I return to the subject of this column published on October 15th: the student loans system; I concentrated then –as did most of my email correspondence- on the question of the level of fees and the debt with which students are left, but since the Chancellor’s decision to raise the income threshold from £21,000 to £25,000, below which no repayments are made, my correspondence has shifted to the question of the interest rate charged on loans.
My emails complain that the rate of 6% is ‘daylight robbery’, and that the extra money should have been spent reducing the interest rate for everyone with a student loan rather than raising the repayment threshold which only helps those who will be on incomes below it.
I give two answers. First, it is always best to concentrate relief where it is most needed and this is better done by raising the threshold to protect those on the lowest incomes.
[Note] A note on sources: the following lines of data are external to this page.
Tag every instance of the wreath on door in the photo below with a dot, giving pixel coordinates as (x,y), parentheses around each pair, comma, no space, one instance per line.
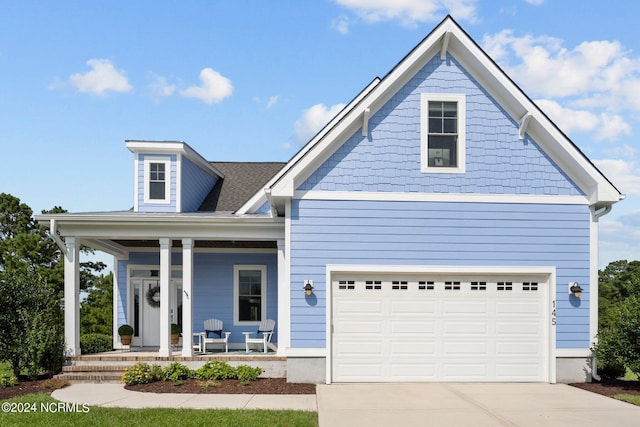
(153,296)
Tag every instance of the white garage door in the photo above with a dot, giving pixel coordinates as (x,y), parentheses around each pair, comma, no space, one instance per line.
(439,328)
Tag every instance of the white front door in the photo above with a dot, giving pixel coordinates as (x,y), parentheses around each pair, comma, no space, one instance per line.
(146,310)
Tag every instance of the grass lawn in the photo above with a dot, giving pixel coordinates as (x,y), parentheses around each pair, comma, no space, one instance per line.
(98,416)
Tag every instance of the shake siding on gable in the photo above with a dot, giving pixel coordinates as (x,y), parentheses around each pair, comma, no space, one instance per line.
(439,233)
(198,184)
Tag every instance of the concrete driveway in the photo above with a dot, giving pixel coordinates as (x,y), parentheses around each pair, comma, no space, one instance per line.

Second, the complaint betrays an ignorance of the student loan interest rate system (I don’t blame them for that, because it’s complicated, and it is complicated in order to be fair to students, very few of whom will be paying 6%.)
The Government introduced a new tiered rate of interest for students taking out loans from September 2012.
Those with incomes above the income threshold and paying-off loans taken out before 2012 (known as plan 1) will, for the current year (1 September 2017 – 31 August 2018), pay a rate equal to the retail price index (3.1%) -but subject to a low interest cap- which means that they will actually only pay 1.25%
For those who took out loans after the new system was introduced in 2012 (plan 2), interest accrues at a variable rate over the life of the loan dependent upon their level of income: while studying the interest rate added is RPI + 3%, when a student graduates however, and is earning under the income threshold the interest rate falls to RPI and when a student is earning over the threshold the interest rate starts at RPI and rises gradually back up to RPI + 3% only when a graduate is earning over £41,000 per year.
The intention of the scheme is to make repayments more progressive so that graduates earning more would repay more. The amount of interest charged therefore depends on the circumstances of the student, which is much fairer.
What we should not return to, is a system where opportunities are fewer, and where 18-year -olds who don’t go to university end up paying higher taxes to pay for the courses of the lucky few who do get a place at university.
That said, students do need to be much more forceful in demanding value for their money. An undergraduate complained to me recently that an effective lecturer and tutor on her course had been replaced by a dreadful one, I enquired as to what the students on the course had done about it collectively or individually, the answer was ‘nothing’. Well, nothing will come of nothing: They need to agitate about teaching standards.